Você ia acabar na capa de todos os jornais com essa declaração (risos)

E: Qual o limite das capas de jornal? (risos) Eu trabalho numa parada de trabalhar. Eu faço uma coisa que eu tenho uma área de conhecimento como humorista – se eu for humorista – muito pequena, então eu fico aqui pisando na linha de vez em quando, mas não saio do meu conhecimento daquilo ali. Eu acho que tem pessoas que exageram porque saem da linha de conhecimento deles, fazem coisas a toas que não mudam nada. Acho que quando você faz uma piada que não muda absolutamente nada, à toa, pode ser que você está passando do seu próprio limite. Acho que o papel do humorista é conhecer o próprio limite dele, conhecer as dificuldades dele. Acho que todo mundo trabalha com o próprio limite. Essa coisa do limite do humor… criou-se muita polêmica em cima isso. Já não virou mais humor, virou polêmica. Virou alexandrefrotice. (risos) Eu acho errado um humorista responder judicialmente a uma piada. É o trabalho dele, ele não pode responder judicialmente a uma piada.
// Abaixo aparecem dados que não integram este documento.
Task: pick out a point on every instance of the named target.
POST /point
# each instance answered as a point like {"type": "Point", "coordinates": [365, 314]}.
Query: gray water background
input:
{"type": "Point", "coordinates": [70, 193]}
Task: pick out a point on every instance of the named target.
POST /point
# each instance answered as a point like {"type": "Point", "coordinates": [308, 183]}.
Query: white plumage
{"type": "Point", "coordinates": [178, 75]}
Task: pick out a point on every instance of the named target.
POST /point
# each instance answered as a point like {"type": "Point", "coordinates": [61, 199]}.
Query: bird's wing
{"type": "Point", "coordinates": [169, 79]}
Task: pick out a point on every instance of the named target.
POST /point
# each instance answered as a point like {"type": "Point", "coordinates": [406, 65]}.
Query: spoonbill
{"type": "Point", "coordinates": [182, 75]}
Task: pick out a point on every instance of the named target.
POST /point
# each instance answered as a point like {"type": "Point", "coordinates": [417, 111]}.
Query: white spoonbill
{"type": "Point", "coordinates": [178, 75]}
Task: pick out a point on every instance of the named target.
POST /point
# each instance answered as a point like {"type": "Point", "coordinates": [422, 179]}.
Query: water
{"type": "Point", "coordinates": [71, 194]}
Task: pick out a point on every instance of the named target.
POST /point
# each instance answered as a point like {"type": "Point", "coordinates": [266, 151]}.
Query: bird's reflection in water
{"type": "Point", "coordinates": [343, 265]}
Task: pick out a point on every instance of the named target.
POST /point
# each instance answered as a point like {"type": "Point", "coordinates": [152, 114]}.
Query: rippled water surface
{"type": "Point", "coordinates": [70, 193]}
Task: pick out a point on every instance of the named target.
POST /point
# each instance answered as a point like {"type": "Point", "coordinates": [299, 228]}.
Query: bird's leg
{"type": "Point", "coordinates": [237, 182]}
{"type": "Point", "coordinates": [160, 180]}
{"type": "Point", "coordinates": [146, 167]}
M: Você já percebeu que ninguém pergunta “quais os limites do drama?”. “Ah, isso foi muito triste, aí passou” (risos) “Aí sou contra…”.
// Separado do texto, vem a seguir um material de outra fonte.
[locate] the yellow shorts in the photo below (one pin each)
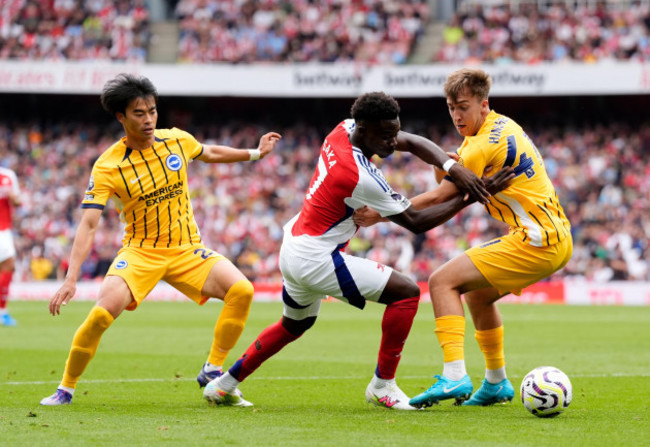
(510, 264)
(185, 268)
E: Eu respeito os caras realmente contracultura e respeito os caras que entendem o próprio limite deles. Mas acho que toda piada é legal prum certo tipo de público.

M: Eu nunca vi ninguém que conseguisse responder essa pergunta com clareza.

E: Tipo eu.

É uma preocupação mais recente…

E: Acho que o que mudou não foi nem a piada, foi que tem muita gente dando opinião agora. Tem muito formador de opinião, muita gente com opinião na internet. Então tá muito mais em evidência qualquer coisa que você faz hoje em dia do que 30 anos atrás, quando só o jornal publicava. A informação corre muito mais rápida, com mais informação você tem mais opinião. E quando dá voz às pessoas, as pessoas falam mais automaticamente. E eu acho que é bom e ruim. Acho que tudo é bom e tudo é ruim. Até a morte é bom e é ruim.

M: Olha que bonito isso (risos). É que o humor dá muito certo. E o humor tem poder, é uma maneira de crítica muito forte. Então você começa a querer regulamentar sem ter regulamentação. É igual: qual o limite da paquera? Não sei. O cara vira pra trás e fala uma parada, se a mulher se ofender, ela tem o direito de reclamar. Como é que regulamenta isso? Então é uma coisa que a própria sociedade se patrulha. Então se eu ouvir uma piada, e se eu me sentir ofendido eu reclamo com a força que eu tenho. Muitos tem o direito de reclamar e muitos tem o direito de fazer. Então é uma luta que não tem resposta. E é tudo válido. O humorista tem que fazer a piada e o público pode reclamar.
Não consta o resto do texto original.